The plan, which had been studies for six months, later called for flights to the Edmonton Municipal Airport, Blaine Haug, manger and chief pilot of Air Alberta Charters Inc. said.
• It’s unlikely the city would have 60,476 residents by 1986, said city planner Vern Parker, however city planners were standing behind their predication of 100,000 by the year 2000.
The figures were contained in a city growth study begun in 1982 and were under discussion between city and county councils, Mr. Parker said.
Base work done in 1982 predicted a 1985 population of 60,476, which Mr. Parker said was unlikely.
50 YEARS AGO
• With four new service stations under construction, the four mile stretch of No. 2 Highway from the 2-11 junction to the Penhold cutoff, most of it Gaetz Ave., is rapidly becoming a regular “Gasoline Alley.” In addition, there is another service station going up at the east edge of the city and another one just south on the highway on the divided lane stretch. The new stations, all of which would be in operation shortly, would bring to more than 40 the number of gasoline outlets inside of four miles.
• A letter to the city council recommending the establishment of camping grounds in Red Deer was authorized by members of the Red Deer Recreation Commission.

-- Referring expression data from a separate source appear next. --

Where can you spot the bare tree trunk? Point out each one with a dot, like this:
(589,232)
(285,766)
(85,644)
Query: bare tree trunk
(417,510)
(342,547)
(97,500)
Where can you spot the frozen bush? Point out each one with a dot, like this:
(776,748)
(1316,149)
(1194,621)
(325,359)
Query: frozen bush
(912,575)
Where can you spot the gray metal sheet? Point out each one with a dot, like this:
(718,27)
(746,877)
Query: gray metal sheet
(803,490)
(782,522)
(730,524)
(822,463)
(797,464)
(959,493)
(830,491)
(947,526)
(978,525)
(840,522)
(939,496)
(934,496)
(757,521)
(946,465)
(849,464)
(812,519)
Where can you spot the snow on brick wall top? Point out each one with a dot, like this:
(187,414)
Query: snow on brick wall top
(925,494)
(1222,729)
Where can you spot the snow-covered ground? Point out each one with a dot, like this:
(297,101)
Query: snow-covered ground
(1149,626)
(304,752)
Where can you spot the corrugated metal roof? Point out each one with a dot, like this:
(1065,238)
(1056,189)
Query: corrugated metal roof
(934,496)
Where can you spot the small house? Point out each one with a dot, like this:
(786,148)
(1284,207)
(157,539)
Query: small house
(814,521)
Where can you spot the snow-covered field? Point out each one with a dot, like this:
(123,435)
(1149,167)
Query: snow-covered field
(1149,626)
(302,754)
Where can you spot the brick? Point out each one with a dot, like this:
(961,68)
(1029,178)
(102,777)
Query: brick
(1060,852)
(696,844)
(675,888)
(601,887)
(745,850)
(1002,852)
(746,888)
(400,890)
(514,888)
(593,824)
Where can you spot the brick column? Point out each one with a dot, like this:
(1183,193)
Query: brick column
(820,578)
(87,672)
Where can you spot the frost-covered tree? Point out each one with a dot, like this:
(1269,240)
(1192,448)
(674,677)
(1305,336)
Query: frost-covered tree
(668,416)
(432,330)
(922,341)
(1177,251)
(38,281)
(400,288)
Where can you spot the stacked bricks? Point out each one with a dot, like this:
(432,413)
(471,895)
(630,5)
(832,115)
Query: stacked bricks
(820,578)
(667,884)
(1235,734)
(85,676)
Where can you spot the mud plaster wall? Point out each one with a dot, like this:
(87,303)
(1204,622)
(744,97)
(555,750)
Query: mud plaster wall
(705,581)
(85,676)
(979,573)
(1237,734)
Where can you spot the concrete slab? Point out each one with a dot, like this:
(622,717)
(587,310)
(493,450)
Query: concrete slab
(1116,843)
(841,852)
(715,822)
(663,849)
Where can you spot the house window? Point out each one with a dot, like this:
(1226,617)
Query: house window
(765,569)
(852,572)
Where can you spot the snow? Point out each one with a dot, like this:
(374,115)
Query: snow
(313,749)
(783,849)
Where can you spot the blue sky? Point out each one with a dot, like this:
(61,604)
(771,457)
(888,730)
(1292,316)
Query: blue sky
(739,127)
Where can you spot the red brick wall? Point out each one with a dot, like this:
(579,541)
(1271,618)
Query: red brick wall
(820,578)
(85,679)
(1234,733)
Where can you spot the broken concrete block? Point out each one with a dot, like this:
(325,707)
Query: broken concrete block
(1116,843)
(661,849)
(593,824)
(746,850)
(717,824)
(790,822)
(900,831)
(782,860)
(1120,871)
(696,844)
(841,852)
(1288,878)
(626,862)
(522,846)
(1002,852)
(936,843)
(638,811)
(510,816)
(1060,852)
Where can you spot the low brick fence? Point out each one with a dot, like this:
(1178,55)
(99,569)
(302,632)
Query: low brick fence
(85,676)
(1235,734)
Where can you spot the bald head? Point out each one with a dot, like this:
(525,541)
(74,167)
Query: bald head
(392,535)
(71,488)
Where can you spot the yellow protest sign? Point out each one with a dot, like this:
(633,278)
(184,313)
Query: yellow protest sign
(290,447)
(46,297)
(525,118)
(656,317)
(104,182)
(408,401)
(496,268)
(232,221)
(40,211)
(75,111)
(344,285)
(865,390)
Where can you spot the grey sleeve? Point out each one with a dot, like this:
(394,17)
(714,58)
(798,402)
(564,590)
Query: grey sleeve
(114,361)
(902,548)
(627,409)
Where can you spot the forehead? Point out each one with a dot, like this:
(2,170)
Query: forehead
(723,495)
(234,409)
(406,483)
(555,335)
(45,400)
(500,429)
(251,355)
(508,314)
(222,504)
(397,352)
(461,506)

It was pointed out that provisions for a city camping grounds had been suggested in the recreation commission survey made the previous year, but had not been acted on.
90 YEARS AGO
• Mr. Geo. H. Kent of Lacombe made a rather unfortunate bargain in buying some hay on the road allowance from his rural municipal council. He found two Czecho-slovaks, or Bohemians, L. Peterke and Mrs. Pescova, cutting the hay and went after them. As a result of the mixup, he was fined $1 and costs for assaulting Peterke and $5 and costs for jabbing a fork into Peterke’s horse. He mixed it up with Peterke after the court and a second summons for assault cost him $15 and costs.
The defendant claims that the plaintive wasn’t always as loyal to the British flag as they profess to be today and this had a good deal to do with the trouble.
100 YEARS AGO
• Farmers reported excellent crops in the Red Deer area; farmland was fetching $15 to $25 per acre.
• Telephones were available for rent from Western General Electric Company Ltd.
The cost for businesses was $25 per year or $15 for residences. Half of the yearly rent had to be paid in advance.